Social information processing (SIP) theory (Walther 1992) suggests that people adapt to a lack of nonverbal cues to the remaining cues available such as content and linguistic strategies. Also related to a hyperpersonal perspective of computer-mediated communication, which argues that in the absence of nonverbal cues people form deeper (not broader) impressions of each other, suggesting that detailed information is shared on a smaller range of areas.

Social identity and deindividaution (SIDE) theory (Lea & Spears, 1992) suggest that rather than a hyperpersonal perspective, the absence of nonverbal cues means that the person is reduced to forming impressions based on social categories of the communicators. This reduces the individual aspect, and increases the group image.

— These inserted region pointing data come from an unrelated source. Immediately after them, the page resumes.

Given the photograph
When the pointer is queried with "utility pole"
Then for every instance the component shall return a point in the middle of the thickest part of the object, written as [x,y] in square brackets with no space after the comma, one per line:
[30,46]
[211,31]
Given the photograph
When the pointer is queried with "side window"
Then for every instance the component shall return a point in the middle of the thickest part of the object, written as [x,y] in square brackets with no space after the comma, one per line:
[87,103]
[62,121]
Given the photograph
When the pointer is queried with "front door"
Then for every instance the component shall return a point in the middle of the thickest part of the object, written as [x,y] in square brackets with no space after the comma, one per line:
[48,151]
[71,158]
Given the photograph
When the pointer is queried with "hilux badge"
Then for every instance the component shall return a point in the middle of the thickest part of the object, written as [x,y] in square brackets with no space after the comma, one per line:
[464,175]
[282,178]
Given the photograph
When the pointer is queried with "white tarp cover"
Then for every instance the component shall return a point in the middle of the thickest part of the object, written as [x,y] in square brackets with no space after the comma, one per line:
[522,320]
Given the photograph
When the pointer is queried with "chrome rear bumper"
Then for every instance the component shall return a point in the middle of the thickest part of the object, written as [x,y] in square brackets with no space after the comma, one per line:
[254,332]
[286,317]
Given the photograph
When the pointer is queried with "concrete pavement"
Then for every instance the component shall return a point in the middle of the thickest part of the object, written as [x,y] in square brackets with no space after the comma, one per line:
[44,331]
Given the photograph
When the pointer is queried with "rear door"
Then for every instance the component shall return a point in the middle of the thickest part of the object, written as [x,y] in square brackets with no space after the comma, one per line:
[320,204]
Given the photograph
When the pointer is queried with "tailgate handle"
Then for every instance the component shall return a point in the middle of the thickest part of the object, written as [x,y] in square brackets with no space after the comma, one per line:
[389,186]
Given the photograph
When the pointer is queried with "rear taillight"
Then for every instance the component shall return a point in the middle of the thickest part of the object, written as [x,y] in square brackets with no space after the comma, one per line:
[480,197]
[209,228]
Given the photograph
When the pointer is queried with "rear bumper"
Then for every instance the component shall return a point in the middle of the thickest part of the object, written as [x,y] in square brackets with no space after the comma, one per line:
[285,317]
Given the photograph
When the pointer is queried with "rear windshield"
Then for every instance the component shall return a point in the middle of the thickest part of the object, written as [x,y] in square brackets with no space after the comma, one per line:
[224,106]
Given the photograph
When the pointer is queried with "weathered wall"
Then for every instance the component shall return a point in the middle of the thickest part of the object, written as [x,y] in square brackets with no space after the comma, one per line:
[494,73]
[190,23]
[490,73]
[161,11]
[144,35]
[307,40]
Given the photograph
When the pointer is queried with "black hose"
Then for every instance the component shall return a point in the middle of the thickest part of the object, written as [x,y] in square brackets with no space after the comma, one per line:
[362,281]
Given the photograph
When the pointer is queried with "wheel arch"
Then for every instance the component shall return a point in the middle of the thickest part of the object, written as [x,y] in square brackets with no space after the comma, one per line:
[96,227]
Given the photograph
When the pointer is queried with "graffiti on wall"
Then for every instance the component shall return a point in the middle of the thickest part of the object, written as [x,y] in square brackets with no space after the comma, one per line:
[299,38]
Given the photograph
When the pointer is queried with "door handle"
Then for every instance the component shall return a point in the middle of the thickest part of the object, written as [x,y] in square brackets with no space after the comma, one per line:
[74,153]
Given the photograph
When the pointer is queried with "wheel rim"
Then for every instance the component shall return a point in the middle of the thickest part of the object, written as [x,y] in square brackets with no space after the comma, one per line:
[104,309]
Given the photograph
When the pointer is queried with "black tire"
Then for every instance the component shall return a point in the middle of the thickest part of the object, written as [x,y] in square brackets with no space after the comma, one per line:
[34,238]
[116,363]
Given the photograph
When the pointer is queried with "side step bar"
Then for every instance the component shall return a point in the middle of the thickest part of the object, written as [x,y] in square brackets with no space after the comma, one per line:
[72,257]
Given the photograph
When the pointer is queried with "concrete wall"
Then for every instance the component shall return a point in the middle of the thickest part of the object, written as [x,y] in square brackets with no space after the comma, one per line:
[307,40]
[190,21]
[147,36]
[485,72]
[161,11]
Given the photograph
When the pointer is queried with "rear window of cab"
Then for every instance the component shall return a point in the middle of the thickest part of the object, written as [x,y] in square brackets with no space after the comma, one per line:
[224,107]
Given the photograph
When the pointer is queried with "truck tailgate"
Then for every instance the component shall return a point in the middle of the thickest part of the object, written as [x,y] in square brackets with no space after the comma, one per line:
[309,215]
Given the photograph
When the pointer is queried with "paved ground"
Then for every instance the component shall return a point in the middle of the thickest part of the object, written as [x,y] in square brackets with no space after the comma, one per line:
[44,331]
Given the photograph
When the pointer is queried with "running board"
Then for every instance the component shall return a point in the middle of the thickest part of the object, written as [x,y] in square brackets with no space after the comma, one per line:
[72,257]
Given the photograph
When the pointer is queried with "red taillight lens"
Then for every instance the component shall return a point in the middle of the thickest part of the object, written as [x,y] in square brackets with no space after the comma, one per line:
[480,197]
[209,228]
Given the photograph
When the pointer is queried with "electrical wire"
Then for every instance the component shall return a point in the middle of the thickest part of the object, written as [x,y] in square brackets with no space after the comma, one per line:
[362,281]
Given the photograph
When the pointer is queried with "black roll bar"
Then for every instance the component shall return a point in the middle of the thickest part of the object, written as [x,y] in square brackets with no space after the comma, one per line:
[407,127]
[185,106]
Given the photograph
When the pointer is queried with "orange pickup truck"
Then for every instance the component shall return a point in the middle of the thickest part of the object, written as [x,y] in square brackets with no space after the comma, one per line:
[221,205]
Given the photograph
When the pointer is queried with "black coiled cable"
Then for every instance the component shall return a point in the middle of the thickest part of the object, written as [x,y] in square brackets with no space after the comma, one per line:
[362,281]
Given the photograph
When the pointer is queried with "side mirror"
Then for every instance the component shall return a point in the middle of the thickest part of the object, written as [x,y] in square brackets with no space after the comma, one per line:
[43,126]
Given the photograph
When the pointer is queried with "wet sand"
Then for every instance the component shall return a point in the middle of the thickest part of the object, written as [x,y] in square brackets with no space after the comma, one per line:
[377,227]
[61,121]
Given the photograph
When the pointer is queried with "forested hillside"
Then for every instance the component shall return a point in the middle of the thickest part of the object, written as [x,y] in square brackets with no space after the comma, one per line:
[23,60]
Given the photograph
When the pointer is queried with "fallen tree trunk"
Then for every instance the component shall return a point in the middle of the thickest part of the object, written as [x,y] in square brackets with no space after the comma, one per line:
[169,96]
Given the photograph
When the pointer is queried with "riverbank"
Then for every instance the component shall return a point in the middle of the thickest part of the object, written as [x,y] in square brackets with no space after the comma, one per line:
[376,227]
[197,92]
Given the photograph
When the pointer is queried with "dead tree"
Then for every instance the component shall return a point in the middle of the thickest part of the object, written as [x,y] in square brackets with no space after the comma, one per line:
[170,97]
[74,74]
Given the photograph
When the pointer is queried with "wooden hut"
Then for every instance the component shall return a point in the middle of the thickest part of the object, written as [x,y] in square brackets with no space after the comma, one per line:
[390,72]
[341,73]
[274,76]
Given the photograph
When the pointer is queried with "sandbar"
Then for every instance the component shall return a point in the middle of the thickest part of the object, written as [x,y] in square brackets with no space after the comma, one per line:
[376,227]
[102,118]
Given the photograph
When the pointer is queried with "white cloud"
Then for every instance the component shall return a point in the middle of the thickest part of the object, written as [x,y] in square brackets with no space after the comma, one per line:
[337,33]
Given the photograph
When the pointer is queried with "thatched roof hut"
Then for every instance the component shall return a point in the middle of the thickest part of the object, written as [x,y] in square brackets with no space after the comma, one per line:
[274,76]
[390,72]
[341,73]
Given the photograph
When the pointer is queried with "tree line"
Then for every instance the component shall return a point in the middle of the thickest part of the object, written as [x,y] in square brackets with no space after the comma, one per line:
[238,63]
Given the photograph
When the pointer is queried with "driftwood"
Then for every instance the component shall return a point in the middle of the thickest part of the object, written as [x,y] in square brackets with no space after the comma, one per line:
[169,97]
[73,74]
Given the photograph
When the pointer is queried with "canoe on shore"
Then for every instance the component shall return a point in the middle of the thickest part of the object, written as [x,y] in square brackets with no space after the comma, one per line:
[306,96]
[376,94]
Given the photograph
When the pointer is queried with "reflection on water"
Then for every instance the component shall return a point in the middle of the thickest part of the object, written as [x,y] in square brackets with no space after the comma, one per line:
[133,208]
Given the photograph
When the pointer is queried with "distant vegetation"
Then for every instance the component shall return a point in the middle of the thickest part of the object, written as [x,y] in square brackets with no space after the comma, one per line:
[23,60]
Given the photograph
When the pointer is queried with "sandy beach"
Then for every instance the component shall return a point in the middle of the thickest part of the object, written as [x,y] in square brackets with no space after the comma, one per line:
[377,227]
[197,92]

Uncertainty Reduction Theory (URT) (Berger & Calabrese, 1975) sounds pretty interesting. This paper suggests that it hasn't really been evaluated for online (computer-mediated) stuff, but this paper was published in 2002 so worth following up on that. 7 strategies people employ to reduce uncertainty about the people you deal with. I think it's worth following up on this.

The methodology seems really pretty labour-intensive and hardcore, but could be useful to bear in mind. They use a panel of three judges to encode the text they get back - I think that would be outside the scope of my work but useful to note that the lack of separate judges may introduce bias. Also the difficulty of trying to get the same number of phrases in face-to-face and computer-mediated situations. They allowed 4 times as much time for the email conversation as for the face to face one, and still the number of utterances in the face-to-face experiments was twice that of the online conversation. I guess length of utterance would be worth looking at, plus they were using an email system which may have had a little lag. Also the interface may have encouraged longer messages, rather than the short ones people type in Skype (for example).

They seem to find in favour of the hyperpersonal model for CMC - people asked more direct questions over email and found out more about each other, but on a comparatively limited range of subjects. It would be interesting to see if this finding has been ported to MMOGs yet, with their avatars and guilds and 3-d representations, or not.